= Tim Brodribb =

Australian researcher

Tim Brodribb is an Australian researcher, evolutionary biologist, professor of plant physiology at the University of Tasmania (UTAS), and a fellow of the Australian Academy of Science. He specialises in plant transport and the use of water. His work has led to the discovery of new tools for assessing plants' susceptibility to drought.

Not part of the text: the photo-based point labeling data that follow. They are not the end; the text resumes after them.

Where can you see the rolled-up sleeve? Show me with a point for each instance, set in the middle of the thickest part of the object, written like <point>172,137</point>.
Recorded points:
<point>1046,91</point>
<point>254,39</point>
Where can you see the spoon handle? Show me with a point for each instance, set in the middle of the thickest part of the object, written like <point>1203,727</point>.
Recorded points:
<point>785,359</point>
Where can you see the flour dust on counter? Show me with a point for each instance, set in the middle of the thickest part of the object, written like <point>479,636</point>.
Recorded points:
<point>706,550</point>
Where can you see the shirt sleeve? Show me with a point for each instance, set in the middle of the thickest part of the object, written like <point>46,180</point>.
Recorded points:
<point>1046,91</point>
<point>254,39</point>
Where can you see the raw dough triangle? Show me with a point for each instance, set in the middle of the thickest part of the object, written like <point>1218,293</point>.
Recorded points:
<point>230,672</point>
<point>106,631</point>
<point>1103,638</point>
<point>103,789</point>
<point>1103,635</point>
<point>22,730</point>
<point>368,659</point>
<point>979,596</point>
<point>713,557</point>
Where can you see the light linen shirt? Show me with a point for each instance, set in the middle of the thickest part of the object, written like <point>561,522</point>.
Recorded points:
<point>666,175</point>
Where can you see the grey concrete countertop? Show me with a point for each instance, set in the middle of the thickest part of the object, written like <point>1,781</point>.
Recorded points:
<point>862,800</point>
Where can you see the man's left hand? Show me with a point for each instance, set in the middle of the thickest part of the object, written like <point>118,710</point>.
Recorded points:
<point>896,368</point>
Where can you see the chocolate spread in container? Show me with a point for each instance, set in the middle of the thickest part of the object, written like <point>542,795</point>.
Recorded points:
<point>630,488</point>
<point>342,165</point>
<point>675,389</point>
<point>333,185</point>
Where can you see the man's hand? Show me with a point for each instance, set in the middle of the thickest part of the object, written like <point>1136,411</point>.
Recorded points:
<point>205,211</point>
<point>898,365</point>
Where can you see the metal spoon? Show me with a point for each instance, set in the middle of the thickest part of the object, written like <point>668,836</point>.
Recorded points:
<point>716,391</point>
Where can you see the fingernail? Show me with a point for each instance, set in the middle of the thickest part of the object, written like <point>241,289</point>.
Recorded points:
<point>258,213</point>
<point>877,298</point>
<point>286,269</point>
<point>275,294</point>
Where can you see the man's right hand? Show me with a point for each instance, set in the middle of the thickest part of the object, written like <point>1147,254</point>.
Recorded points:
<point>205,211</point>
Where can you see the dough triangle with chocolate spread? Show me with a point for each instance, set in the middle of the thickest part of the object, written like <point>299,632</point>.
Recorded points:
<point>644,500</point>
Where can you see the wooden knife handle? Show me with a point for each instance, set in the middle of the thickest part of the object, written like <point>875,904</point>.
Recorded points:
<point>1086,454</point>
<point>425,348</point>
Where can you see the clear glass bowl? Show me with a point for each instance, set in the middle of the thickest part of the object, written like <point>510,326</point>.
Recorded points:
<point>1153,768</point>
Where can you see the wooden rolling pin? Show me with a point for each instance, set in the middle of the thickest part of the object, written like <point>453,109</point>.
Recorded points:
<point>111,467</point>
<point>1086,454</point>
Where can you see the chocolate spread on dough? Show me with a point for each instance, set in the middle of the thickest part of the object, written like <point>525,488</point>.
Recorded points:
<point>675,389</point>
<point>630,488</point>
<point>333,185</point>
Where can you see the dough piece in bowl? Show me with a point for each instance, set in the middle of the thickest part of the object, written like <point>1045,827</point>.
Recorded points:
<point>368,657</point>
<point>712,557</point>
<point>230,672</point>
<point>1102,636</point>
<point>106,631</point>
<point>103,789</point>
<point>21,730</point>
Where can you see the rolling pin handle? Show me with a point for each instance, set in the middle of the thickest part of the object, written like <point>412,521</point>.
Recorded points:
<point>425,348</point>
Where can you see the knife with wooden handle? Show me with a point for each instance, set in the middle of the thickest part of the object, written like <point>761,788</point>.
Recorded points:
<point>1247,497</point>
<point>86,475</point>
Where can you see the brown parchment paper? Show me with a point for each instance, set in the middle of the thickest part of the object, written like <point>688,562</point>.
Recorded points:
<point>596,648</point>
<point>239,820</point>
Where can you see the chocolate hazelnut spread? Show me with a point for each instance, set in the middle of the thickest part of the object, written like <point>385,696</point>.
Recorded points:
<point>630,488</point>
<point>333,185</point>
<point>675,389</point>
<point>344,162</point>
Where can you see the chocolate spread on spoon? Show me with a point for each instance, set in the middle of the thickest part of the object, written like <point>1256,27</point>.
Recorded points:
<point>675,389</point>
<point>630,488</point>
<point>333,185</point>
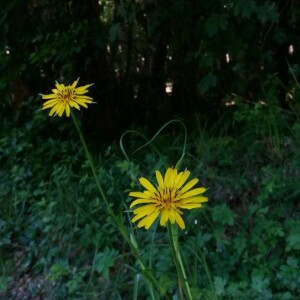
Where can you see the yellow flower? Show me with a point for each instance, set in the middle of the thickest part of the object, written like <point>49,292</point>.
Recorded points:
<point>167,199</point>
<point>65,97</point>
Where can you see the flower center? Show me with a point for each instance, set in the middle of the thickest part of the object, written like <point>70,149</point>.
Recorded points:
<point>67,94</point>
<point>166,197</point>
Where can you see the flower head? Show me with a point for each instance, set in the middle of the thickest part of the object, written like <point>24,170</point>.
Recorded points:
<point>167,199</point>
<point>65,97</point>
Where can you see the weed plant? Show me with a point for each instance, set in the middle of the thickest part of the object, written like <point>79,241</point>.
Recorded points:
<point>56,242</point>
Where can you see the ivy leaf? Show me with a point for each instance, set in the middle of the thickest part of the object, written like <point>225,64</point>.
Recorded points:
<point>105,260</point>
<point>267,12</point>
<point>114,32</point>
<point>245,8</point>
<point>223,214</point>
<point>216,22</point>
<point>219,284</point>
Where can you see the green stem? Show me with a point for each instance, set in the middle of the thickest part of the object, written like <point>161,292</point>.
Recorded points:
<point>120,226</point>
<point>173,237</point>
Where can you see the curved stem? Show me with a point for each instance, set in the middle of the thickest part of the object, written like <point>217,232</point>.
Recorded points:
<point>116,220</point>
<point>173,237</point>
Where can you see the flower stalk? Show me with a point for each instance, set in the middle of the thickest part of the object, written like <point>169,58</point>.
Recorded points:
<point>134,246</point>
<point>173,238</point>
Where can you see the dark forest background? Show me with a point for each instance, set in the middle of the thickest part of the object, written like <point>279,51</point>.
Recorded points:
<point>226,72</point>
<point>149,60</point>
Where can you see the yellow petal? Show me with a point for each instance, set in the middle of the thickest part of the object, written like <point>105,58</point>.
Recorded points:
<point>193,192</point>
<point>49,96</point>
<point>190,205</point>
<point>172,177</point>
<point>83,89</point>
<point>172,216</point>
<point>59,86</point>
<point>85,98</point>
<point>164,217</point>
<point>61,109</point>
<point>74,104</point>
<point>145,209</point>
<point>143,195</point>
<point>179,220</point>
<point>81,103</point>
<point>74,83</point>
<point>189,185</point>
<point>182,179</point>
<point>53,110</point>
<point>140,201</point>
<point>198,199</point>
<point>148,221</point>
<point>147,184</point>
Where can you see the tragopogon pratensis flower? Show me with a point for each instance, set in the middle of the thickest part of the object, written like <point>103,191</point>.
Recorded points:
<point>167,199</point>
<point>65,97</point>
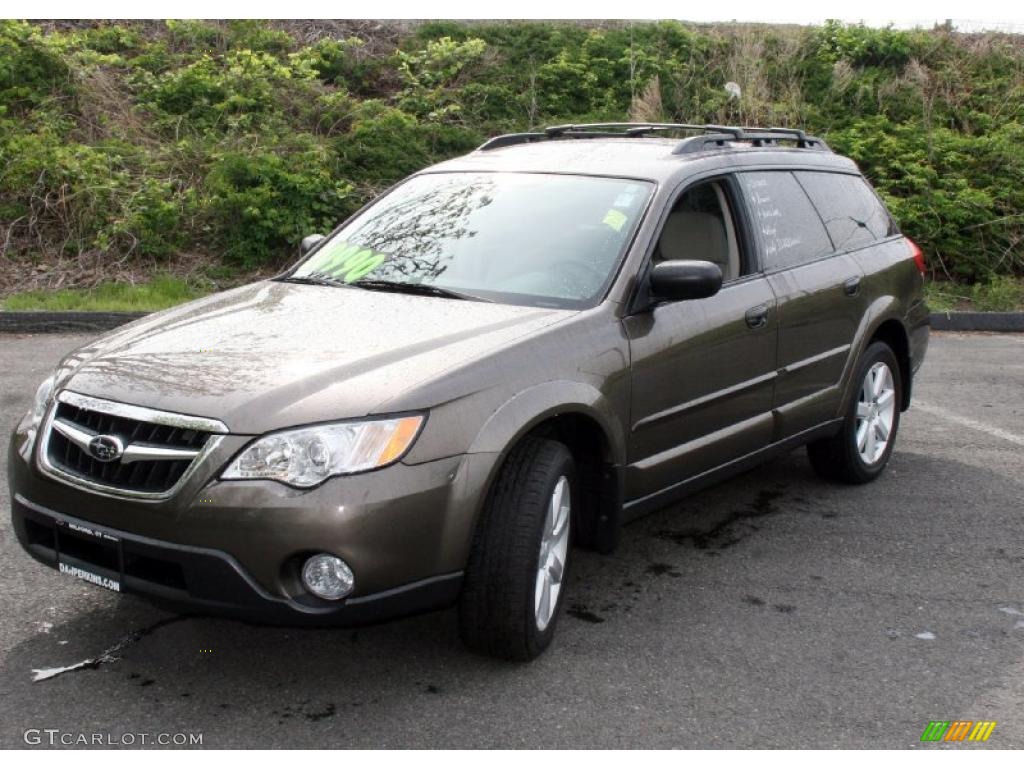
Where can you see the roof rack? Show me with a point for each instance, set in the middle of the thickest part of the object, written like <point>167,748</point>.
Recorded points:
<point>709,136</point>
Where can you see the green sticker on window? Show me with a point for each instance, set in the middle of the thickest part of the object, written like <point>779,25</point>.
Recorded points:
<point>614,219</point>
<point>345,261</point>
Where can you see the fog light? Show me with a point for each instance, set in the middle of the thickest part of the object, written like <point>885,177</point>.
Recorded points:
<point>328,577</point>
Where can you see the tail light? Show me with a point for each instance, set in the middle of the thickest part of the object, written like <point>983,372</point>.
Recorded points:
<point>919,256</point>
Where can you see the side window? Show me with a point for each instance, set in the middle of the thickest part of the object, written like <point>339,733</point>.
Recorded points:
<point>784,220</point>
<point>852,213</point>
<point>700,226</point>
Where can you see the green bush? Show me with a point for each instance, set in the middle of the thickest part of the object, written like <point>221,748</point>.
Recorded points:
<point>260,205</point>
<point>233,139</point>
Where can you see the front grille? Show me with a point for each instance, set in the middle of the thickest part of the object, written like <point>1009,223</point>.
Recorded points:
<point>142,476</point>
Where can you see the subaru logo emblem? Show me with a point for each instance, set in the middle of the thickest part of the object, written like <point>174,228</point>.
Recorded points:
<point>105,448</point>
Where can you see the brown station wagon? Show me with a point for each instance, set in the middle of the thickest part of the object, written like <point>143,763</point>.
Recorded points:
<point>507,355</point>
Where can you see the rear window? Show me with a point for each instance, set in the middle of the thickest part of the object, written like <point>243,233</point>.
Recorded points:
<point>853,214</point>
<point>790,229</point>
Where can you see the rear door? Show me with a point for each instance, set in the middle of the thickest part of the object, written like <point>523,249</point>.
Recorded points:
<point>701,370</point>
<point>817,285</point>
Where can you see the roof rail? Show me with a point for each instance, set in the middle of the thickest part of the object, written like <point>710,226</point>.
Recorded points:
<point>709,136</point>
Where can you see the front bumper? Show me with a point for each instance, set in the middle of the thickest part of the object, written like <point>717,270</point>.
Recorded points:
<point>236,548</point>
<point>204,581</point>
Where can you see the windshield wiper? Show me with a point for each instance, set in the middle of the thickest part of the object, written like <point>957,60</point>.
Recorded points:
<point>418,289</point>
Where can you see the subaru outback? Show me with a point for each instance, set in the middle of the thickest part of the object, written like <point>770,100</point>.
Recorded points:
<point>506,356</point>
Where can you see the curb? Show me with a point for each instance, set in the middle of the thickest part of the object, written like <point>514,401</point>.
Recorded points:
<point>54,323</point>
<point>996,322</point>
<point>41,323</point>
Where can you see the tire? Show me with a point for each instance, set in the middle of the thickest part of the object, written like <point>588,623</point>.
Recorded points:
<point>500,613</point>
<point>847,457</point>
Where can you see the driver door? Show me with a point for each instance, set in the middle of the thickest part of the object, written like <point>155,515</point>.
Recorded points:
<point>702,371</point>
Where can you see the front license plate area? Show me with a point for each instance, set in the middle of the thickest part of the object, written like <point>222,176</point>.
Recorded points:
<point>93,556</point>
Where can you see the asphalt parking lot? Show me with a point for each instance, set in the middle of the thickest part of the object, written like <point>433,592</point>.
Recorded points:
<point>772,611</point>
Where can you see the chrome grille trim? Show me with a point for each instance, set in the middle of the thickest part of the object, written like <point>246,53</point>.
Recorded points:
<point>137,413</point>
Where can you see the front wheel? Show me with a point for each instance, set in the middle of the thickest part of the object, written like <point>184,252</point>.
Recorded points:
<point>860,451</point>
<point>514,583</point>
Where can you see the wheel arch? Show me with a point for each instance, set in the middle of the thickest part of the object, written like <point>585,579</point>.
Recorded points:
<point>882,322</point>
<point>582,418</point>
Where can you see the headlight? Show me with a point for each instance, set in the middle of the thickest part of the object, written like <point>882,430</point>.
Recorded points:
<point>308,456</point>
<point>35,417</point>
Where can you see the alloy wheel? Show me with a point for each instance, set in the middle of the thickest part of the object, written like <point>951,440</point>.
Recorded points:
<point>554,548</point>
<point>876,413</point>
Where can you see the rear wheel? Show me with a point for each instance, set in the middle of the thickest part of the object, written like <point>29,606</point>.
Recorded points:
<point>861,449</point>
<point>514,583</point>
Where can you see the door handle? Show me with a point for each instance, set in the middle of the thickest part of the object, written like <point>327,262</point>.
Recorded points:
<point>757,316</point>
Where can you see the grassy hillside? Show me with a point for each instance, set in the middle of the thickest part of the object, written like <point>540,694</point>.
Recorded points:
<point>206,151</point>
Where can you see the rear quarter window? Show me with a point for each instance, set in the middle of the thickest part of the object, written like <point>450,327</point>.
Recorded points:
<point>784,221</point>
<point>851,211</point>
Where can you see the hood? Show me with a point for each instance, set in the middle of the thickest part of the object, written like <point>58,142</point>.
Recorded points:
<point>275,354</point>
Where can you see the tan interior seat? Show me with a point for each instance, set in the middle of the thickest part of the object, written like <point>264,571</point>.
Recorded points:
<point>690,235</point>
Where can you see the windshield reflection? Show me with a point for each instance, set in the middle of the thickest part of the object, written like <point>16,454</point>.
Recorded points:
<point>517,238</point>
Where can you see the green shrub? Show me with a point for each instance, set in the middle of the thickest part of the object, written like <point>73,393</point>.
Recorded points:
<point>235,138</point>
<point>261,204</point>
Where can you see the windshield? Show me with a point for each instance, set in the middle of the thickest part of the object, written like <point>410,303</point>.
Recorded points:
<point>518,238</point>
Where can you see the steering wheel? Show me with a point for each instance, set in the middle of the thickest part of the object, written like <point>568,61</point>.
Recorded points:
<point>579,272</point>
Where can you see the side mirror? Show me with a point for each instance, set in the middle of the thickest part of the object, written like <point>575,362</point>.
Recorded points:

His research has been cited 26,323 times, with an h-index of 82 and an i10-index of 192. His work on the global convergence in the vulnerability of forests to drought is his most cited work with a citation of 2,352.

==Education and career==
Brodribb completed a BSc at the UTAS, followed by a PhD at the same university. Between the years 1999 and 2000, he was a postdoctoral fellow at the University of Tasmania. In 2000, he began his postdoctoral fellowship in organic evolutionary biology at Harvard University and completed the fellowship in 2004. He was a Putnam Fellow at Harvard University in 2005, and from 2006 to 2010, he was an Australian Research Fellow at the University of Adelaide and the University of Tasmania. He is a principal investigator at Australian Research Council Centre of Excellence for Plant Success in Nature and Agriculture

In 2019, he became a professor of plant physiology at the University of Tasmania and, in 2023, he was elected a fellow of the Australian Academy of Science.